Protein Function Inference via Artificial Intelligence On a molecular scale, most diseases are caused by the malfunction of proteins. This makes understanding every proteins function crucial for understanding disease. Unfortunately, measureing the funciton of a protein is extremley difficult. To inferr function, protien-protein interactions (PPI) are used along with a few methods of machine learning.
Setting up the env.
Recommendations:
Linux
GPU
Languages:
Python
Perl
YAML
Bash
Dependencys:
Tensorflow
Numpy
SKLearn
Matplotlib
Obtaining The PPI
All data files missing because they are to large to store on github. Luckily they are easily obtainable. Follow steps below to create an up to data version of them.

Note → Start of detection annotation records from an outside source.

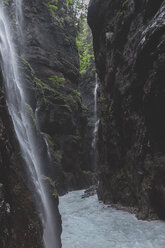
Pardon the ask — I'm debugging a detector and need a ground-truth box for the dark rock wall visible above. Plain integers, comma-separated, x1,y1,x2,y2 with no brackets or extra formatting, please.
0,0,91,248
11,0,91,194
0,73,43,248
88,0,165,219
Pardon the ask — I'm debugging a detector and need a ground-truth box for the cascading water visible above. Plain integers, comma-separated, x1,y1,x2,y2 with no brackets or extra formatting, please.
92,73,99,170
0,0,61,248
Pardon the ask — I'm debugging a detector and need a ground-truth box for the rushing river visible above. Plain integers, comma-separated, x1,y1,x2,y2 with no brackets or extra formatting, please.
59,191,165,248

- Got to https://string-db.org/cgi/download.pl?sessionId=40Cx3XVALsca&species_text=9606
- Download 9606.protein.links.full.v10.5.txt.gz and uncompress. (this is human ppi data)

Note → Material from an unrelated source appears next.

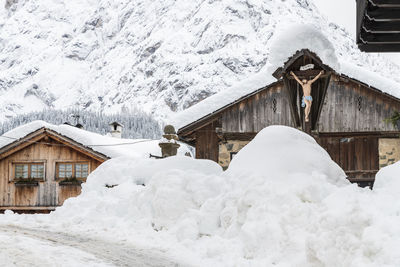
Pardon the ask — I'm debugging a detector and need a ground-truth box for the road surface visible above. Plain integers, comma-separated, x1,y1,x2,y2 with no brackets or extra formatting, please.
0,226,189,267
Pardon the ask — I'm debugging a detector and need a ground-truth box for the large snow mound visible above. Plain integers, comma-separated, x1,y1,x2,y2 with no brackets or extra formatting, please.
228,126,346,184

- mkdir 'InteractionData', then move the ppi to this folder.
- cat InteractionData/9606.protein.links.full.v10.5.txt | perl -wan PPI_parse.pl > Protein-Protein_Combined-Interactions.txt
- Download and decompress human protein annotations from here: "GO Protein Annotations for Human"
- Parse only the experimentally determined annotations out of tsv file using: cat "file" | perl -wane 'comming soon' > 9606_experimental.tsv
- mkdir data
- Using Jupyter notebook, run preprocess_data_v3.ipynb.
- The PPI and GO will appear as serialzed numpy binary arrays in the data folder.